The financial health of the institution is strong. We do far more with less than comparable institutions. Our endowment per student, although it has increased slightly in recent years, is one-third the endowment per student of Princeton, an institution with which Dartmouth is often compared. Nonetheless, our endowment has grown from $1.5 billion in 1998 to $2.1 billion today. Through a combination of market performance and the generosity of our alumni, parents, and friends - for which we are truly grateful - we have been able to address a number of strategic initiatives.
The increase in the endowment allowed us to fund a number of strategic initiatives that I set out as high priorities in my inaugural address five years ago. These have included:
- Two enhancements to the financial aid program that have allowed Dartmouth to remain accessible and competitive,
- A growth of 20 faculty positions in the Arts and Sciences, half of the goal of increasing the faculty by 10 percent so as to assure small classes, one-on-one mentoring, and increased faculty-student interaction,
- Additional compensation increments for faculty and staff so as to remain competitive,
- Academic initiatives to enhance the intellectual environment (start up funds, conferences, senior faculty fellowships),
- Investments in student life, athletics, and diversity to improve the quality of the out-of-classroom experience of students,
- Increments to the academic support infrastructure including the library, the Office of Sponsored Projects, and Computing Services,
- The expansion of Development as we prepare for the upcoming campaign.
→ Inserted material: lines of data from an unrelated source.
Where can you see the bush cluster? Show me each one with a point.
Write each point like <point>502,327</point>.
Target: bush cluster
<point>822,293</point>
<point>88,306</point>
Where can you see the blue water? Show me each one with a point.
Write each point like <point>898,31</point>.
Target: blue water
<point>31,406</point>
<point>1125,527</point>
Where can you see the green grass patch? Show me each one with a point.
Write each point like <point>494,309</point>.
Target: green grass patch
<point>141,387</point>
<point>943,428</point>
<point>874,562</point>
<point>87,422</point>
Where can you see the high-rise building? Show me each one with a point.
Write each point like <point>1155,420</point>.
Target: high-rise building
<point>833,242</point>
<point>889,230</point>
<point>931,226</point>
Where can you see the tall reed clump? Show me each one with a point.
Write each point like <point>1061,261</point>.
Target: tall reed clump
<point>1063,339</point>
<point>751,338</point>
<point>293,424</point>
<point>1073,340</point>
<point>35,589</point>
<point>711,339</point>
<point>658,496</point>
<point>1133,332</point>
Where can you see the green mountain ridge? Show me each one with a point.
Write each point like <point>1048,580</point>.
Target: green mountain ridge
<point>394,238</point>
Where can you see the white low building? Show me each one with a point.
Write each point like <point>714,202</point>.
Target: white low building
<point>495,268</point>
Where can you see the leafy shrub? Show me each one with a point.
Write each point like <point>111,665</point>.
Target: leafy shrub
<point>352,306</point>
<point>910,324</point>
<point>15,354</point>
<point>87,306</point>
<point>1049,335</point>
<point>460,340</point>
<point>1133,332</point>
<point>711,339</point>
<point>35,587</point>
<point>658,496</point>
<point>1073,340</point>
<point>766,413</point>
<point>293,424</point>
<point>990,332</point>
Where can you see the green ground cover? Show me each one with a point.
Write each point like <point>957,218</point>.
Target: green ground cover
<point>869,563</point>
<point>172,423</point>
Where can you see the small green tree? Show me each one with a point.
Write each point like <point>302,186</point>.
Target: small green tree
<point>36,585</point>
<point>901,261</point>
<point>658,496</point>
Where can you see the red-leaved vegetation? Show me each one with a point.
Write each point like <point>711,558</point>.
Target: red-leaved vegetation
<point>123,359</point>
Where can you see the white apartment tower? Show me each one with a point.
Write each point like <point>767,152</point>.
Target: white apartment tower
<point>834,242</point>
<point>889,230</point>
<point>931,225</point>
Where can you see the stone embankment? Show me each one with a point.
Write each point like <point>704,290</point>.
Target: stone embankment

While Dartmouth's overall finances remain strong, the economic downturn in the financial markets left Dartmouth with budget deficits. We did balance the budget in 2003 and will do the same in 2004 as a result of reductions of between 2 and 5 percent in departments across the College and the elimination of fifty positions. The budget committee, chaired by Provost Barry Scherr, in consultation with the subcommittee on priorities in the Arts and Sciences, will review budgets with an eye to bringing down expenses while protecting the core academic and student life activities. As we seek to implement new initiatives, we will need to either reallocate funds or find new resources.